Молчаливый и насмешливый от природы, мальчик внимательно наблюдал за домашними. Бабуля - так внуки называли бабушку Саламбье - была полна жизни, но постоянно жаловалась на недомогание, чаще всего без всякой причины. Она охотно советовалась с "ясновидящими". Бабуля терпеть не могла зятя - из-за его сомнительных спекуляций она потеряла часть состояния. (В 1813 году Бернару-Франсуа и самому пришлось продать свой красивый особняк.) Хотя у госпожи Саламбье были сложившиеся взгляды на воспитание девиц, она не слишком-то преуспела в воспитании собственной дочери. Госпожа Бальзак все еще шокировала турских ханжей. Она чересчур уж снисходительным тоном говорила о своем "стареньком муже". Суровая и надменная, Лора Бальзак была способна на безграничную преданность своим близким, но не проявляла к ним никакой нежности. От родителей она унаследовала склонность к строгим правилам, в частности придерживалась определенного взгляда на то, как именно следует чистить зубы. "Мой папенька был человек особого склада: он все решал и приводил в исполнение гораздо скорее других". Она читала Месмера и проверяла на близких магнетическую силу своего взгляда - еще один способ повелевать ими. Маленькая Лора, которой удалось приручить мать, называла ее "ми-мамочка", по-детски соединяя слова "милая мамочка". Оноре, знавший, что мать предпочитает ему брата Анри, рожденного от любимого человека, трепетал перед нею: ему был хорошо знаком пристальный и тяжелый взгляд, который она устремляла на детей, когда они выводили ее из себя.

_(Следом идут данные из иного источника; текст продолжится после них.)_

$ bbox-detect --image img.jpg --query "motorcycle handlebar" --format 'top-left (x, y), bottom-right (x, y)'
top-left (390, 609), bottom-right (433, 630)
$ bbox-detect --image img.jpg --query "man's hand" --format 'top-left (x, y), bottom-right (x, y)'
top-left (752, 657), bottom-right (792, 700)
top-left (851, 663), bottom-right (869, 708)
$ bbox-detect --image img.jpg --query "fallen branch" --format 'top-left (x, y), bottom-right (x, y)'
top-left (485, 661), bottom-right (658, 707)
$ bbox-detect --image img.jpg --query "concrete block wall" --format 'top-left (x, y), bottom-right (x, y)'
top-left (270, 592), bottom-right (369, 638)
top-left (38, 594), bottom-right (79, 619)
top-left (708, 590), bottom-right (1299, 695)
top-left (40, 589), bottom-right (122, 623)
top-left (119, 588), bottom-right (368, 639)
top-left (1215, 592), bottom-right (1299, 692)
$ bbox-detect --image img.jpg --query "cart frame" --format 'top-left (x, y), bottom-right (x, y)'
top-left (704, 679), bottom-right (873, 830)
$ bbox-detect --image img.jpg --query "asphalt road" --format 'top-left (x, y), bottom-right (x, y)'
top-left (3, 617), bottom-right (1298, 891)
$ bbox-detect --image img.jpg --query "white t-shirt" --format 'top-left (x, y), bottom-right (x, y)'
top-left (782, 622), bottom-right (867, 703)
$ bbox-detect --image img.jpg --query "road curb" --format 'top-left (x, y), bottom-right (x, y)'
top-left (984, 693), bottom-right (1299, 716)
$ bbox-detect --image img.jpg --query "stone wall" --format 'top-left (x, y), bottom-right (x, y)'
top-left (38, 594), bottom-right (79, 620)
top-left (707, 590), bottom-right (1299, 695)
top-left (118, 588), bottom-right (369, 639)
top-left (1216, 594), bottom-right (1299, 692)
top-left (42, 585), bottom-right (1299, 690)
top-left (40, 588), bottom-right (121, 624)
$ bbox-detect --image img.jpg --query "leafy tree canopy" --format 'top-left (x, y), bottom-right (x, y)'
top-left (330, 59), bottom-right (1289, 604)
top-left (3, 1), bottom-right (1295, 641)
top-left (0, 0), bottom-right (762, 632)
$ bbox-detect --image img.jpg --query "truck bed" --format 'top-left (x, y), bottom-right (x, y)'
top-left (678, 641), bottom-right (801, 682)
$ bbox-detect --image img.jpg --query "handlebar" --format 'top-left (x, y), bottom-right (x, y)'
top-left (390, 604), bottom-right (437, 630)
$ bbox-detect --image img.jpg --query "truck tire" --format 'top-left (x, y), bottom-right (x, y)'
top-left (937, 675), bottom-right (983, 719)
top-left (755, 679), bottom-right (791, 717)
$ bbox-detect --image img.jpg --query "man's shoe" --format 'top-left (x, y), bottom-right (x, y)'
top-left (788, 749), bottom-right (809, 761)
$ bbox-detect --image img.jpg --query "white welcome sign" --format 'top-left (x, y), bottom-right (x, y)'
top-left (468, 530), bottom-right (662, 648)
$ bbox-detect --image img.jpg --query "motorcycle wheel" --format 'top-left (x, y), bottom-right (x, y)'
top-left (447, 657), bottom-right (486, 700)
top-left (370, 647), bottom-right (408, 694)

Лора и Оноре обожали друг друга. В свое время он позволял наказывать себя вместо сестры. Теперь она постепенно становилась любимицей матери. Госпожа Бальзак даже сделала ее своей наперсницей. Девочку нельзя было назвать красивой, но она пленяла блеском глаз, милым выражением лица, трепетом жизни во всем существе. "Ты у нас хитрая, - говорил Оноре сестренке, - с тобой всегда весело". Лоранса, которую брат и сестра называли Лорансо, а также толстушкой Лорансо или миледи Плумпудинг, на первый взгляд казалась не такой живой, как Лора, "но, узнав Лорансу получше, вы убеждались, что она очень умна, естественна и непосредственна". Вообще дом просто бурлил от забавных историй, бесконечных проектов, иногда - сетований, а то и сплетен. Здесь ценили шутку, острое словцо, были склонны к чудачествам; все гордились тем, что принадлежат к семейству Бальзаков. Дети были дружны между собой, но взаимная привязанность не мешала им посмеиваться друг над другом. С родителями их сближала любовь к чтению и общий семейный лексикон: вместо "болтать" в доме говорили "балаболить" или "тараторить"; вместо "плохое настроение" - "мерехлюндия"; вместо "хвастун" - "бахвал". Всему клану Бальзаков был свойствен дух критицизма; тут никого не щадили, но каждый стоял за другого горой.